Sa touchante physionomie exprimait une satisfaction si douce que Mme Séraphin lui dit :
– Vous semblez bien contente, ma chère demoiselle ?
– Oh ! oui, madame… je vais revoir Mme Georges, peut-être M. Rodolphe… j’ai de pauvres créatures très-malheureuses à leur recommander… j’espère qu’on les soulagera… comment ne serais-je pas contente ? Si j’étais triste, comment ma tristesse ne s’effacerait-elle pas ? Et puis, voyez donc… le ciel est si gai avec ses nuages roses ! Et le gazon… est-il vert malgré la saison ! et là-bas… là-bas… derrière ces saules, la rivière… est-elle grande, mon Dieu ! Le soleil y brille, c’est éblouissant… on dirait des reflets d’or… Il brillait ainsi tout à l’heure dans l’eau du petit bassin de la prison… Dieu n’oublie pas les pauvres prisonniers… il leur donne aussi leur rayon de soleil, ajouta Fleur-de-Marie avec une sorte de pieuse reconnaissance ; puis, ramenée par le souvenir de sa captivité à mieux apprécier encore le bonheur d’être libre, elle s’écria dans un élan de joie naïve :
– Ah ! madame… et là-bas, au milieu de la rivière, voyez donc cette jolie petite île bordée de saules et de peupliers, avec cette maison blanche au bord de l’eau… comme cette habitation doit être charmante l’été quand tous les arbres sont couverts de feuilles ; quel silence, quelle fraîcheur on doit y trouver !

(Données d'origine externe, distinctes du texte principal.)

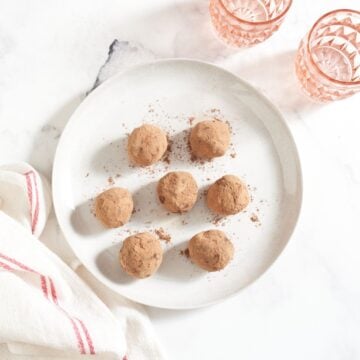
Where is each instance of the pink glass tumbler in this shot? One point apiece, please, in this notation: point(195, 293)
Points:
point(328, 59)
point(244, 23)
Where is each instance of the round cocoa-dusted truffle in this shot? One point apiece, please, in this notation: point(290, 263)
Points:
point(211, 250)
point(147, 144)
point(141, 255)
point(114, 207)
point(228, 195)
point(209, 139)
point(177, 191)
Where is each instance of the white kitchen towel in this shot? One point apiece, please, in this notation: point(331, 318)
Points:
point(23, 192)
point(46, 310)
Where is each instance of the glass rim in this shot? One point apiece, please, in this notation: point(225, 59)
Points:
point(340, 82)
point(282, 14)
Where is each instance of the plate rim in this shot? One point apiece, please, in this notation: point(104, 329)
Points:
point(56, 194)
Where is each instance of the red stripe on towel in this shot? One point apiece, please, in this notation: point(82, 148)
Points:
point(55, 300)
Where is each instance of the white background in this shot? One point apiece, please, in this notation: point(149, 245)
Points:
point(307, 306)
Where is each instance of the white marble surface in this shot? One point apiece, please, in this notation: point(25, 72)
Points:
point(307, 305)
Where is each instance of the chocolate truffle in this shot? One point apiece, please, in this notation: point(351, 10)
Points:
point(114, 207)
point(141, 255)
point(146, 145)
point(209, 139)
point(177, 191)
point(228, 195)
point(211, 250)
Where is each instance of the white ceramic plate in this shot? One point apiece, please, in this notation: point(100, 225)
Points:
point(92, 153)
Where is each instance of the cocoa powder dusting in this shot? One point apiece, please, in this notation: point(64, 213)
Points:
point(185, 253)
point(163, 235)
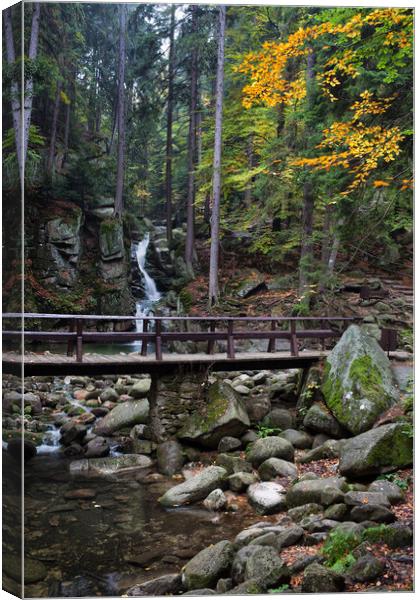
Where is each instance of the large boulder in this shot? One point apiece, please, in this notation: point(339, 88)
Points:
point(223, 415)
point(123, 415)
point(270, 447)
point(204, 570)
point(380, 450)
point(358, 383)
point(195, 488)
point(267, 498)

– Ma foi, dit Mme Séraphin avec un sourire étrange, je suis ravie que vous trouviez cette île jolie.
– Pourquoi cela, madame ?
– Parce que nous y allons.
– Dans cette île ?
– Oui, cela vous surprend ?
– Un peu, madame.
– Et si vous trouviez là vos amis ?
– Que dites-vous ?
– Vos amis rassemblés pour fêter votre sortie de prison ? ne seriez-vous pas encore plus agréablement surprise ?
– Il serait possible ! Mme Georges… M. Rodolphe…

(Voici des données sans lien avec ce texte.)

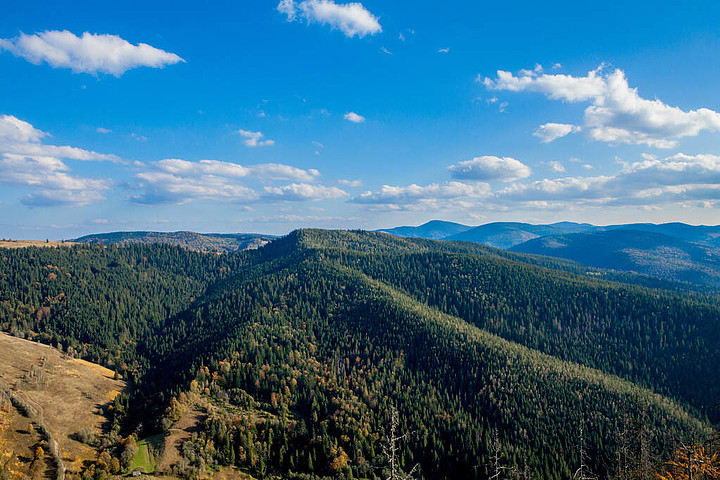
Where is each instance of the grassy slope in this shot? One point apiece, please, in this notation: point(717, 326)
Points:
point(70, 393)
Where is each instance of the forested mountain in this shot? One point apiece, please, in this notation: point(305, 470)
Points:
point(300, 351)
point(674, 252)
point(434, 229)
point(645, 252)
point(508, 234)
point(215, 242)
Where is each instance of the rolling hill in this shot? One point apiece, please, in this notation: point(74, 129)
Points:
point(644, 252)
point(215, 242)
point(48, 398)
point(509, 234)
point(434, 229)
point(290, 360)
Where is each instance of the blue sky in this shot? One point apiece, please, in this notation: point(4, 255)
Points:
point(267, 116)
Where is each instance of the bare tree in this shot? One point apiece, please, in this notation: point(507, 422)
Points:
point(583, 472)
point(496, 467)
point(391, 451)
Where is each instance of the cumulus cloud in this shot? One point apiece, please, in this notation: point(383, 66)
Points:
point(27, 162)
point(90, 53)
point(648, 182)
point(19, 137)
point(177, 181)
point(617, 113)
point(350, 183)
point(552, 131)
point(255, 139)
point(303, 192)
point(353, 19)
point(490, 168)
point(354, 117)
point(50, 181)
point(556, 166)
point(416, 197)
point(167, 188)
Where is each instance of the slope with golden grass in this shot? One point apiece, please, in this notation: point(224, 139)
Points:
point(65, 395)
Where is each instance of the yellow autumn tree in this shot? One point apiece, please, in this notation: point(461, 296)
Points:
point(692, 463)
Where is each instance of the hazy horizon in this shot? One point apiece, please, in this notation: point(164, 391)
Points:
point(266, 117)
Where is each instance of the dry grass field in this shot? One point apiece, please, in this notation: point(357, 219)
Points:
point(67, 395)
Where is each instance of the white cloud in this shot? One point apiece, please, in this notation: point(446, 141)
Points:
point(167, 188)
point(311, 219)
point(303, 192)
point(350, 183)
point(254, 139)
point(267, 171)
point(490, 168)
point(617, 113)
point(677, 178)
point(176, 181)
point(552, 131)
point(27, 162)
point(416, 197)
point(351, 18)
point(89, 53)
point(49, 180)
point(556, 166)
point(354, 117)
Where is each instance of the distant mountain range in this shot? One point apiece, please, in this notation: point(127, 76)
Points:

– Tenez, ma chère demoiselle, je n’ai pas plus de défense qu’un enfant… avec votre petit air innocent vous me feriez dire ce que je ne dois pas dire.

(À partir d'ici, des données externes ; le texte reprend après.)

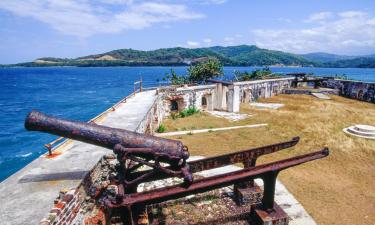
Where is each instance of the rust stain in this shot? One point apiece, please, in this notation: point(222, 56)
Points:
point(53, 155)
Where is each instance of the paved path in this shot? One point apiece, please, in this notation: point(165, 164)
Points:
point(209, 130)
point(27, 196)
point(321, 96)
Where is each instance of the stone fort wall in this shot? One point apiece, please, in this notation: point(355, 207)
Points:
point(363, 91)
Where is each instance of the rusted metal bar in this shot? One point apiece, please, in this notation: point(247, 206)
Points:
point(126, 144)
point(206, 184)
point(227, 159)
point(249, 155)
point(93, 120)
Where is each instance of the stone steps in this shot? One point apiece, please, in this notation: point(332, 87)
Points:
point(363, 131)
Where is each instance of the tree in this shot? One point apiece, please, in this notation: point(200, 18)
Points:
point(254, 75)
point(203, 71)
point(175, 79)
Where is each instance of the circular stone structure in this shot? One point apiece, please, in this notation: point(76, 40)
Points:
point(363, 131)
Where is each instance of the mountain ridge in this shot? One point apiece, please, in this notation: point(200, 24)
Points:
point(240, 55)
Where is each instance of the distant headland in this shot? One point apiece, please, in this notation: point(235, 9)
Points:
point(241, 55)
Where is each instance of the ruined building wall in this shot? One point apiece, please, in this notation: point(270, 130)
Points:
point(363, 91)
point(153, 117)
point(252, 90)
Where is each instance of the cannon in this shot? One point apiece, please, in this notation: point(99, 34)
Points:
point(132, 149)
point(168, 158)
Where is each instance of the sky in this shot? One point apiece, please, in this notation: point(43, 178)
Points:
point(30, 29)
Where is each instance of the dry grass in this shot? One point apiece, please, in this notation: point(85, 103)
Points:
point(339, 189)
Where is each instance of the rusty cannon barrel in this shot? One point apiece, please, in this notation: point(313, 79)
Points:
point(169, 151)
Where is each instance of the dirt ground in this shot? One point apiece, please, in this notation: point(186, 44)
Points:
point(339, 189)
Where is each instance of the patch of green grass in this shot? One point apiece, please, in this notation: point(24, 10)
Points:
point(161, 129)
point(188, 112)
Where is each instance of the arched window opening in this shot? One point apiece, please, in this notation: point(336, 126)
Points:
point(174, 105)
point(204, 101)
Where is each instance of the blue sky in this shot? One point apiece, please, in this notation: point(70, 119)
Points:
point(70, 28)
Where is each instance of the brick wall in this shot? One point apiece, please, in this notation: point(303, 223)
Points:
point(65, 210)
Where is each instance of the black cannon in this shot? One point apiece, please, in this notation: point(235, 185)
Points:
point(128, 146)
point(168, 158)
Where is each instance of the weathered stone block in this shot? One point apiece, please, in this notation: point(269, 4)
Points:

– Je vais les revoir… oh ! madame, comme mon cœur bat !
– N’allez donc pas si vite, je conçois votre impatience, mais je puis à peine vous suivre… petite folle…
– Pardon, madame, j’ai tant de hâte d’arriver…
– C’est bien naturel… je ne vous en fais pas un reproche, au contraire…
– Voici le chemin qui descend, il est mauvais, voulez-vous mon bras, madame ?
– Ce n’est pas de refus, ma chère demoiselle… car vous êtes leste et ingambe, et moi je suis vieille.
– Appuyez-vous sur moi, madame, n’ayez pas peur de me fatiguer…
– Merci, ma chère demoiselle, votre aide n’est pas de trop, cette descente est si rapide… enfin nous voici dans une belle route.
– Ah ! madame, il est donc vrai, je vais revoir Mme Georges ? je ne puis le croire.
– Encore un peu de patience… dans un quart d’heure… vous la verrez et vous le croirez alors !
– Ce que je ne puis pas comprendre, ajouta Fleur-de-Marie après un moment de réflexion, c’est que Mme Georges m’attende là au lieu de m’attendre à la ferme.
– Toujours curieuse, cette chère demoiselle, toujours curieuse…
– Comme je suis indiscrète, n’est-ce pas, madame ? dit Fleur-de-Marie en souriant.
– Aussi pour vous j’ai bien envie de vous apprendre la surprise que vos amis vous ménagent.
– Une surprise ? à moi, madame ?
– Tenez, laissez-moi tranquille, petite espiègle, vous me feriez encore parler malgré moi.
Nous laisserons Mme Séraphin et sa victime dans le chemin qui conduit à la rivière.
Nous les précéderons toutes deux de quelques moments à l’île du Ravageur.
[1] Le lecteur se souvient peut-être que, dans le récit de ses premières années qu’elle a fait à Rodolphe lors de son entretien avec lui chez l’ogresse, la Goualeuse lui avait parlé de Rigolette, qui, enfant vagabond comme elle, avait été enfermée jusqu’à seize ans dans une maison de détention.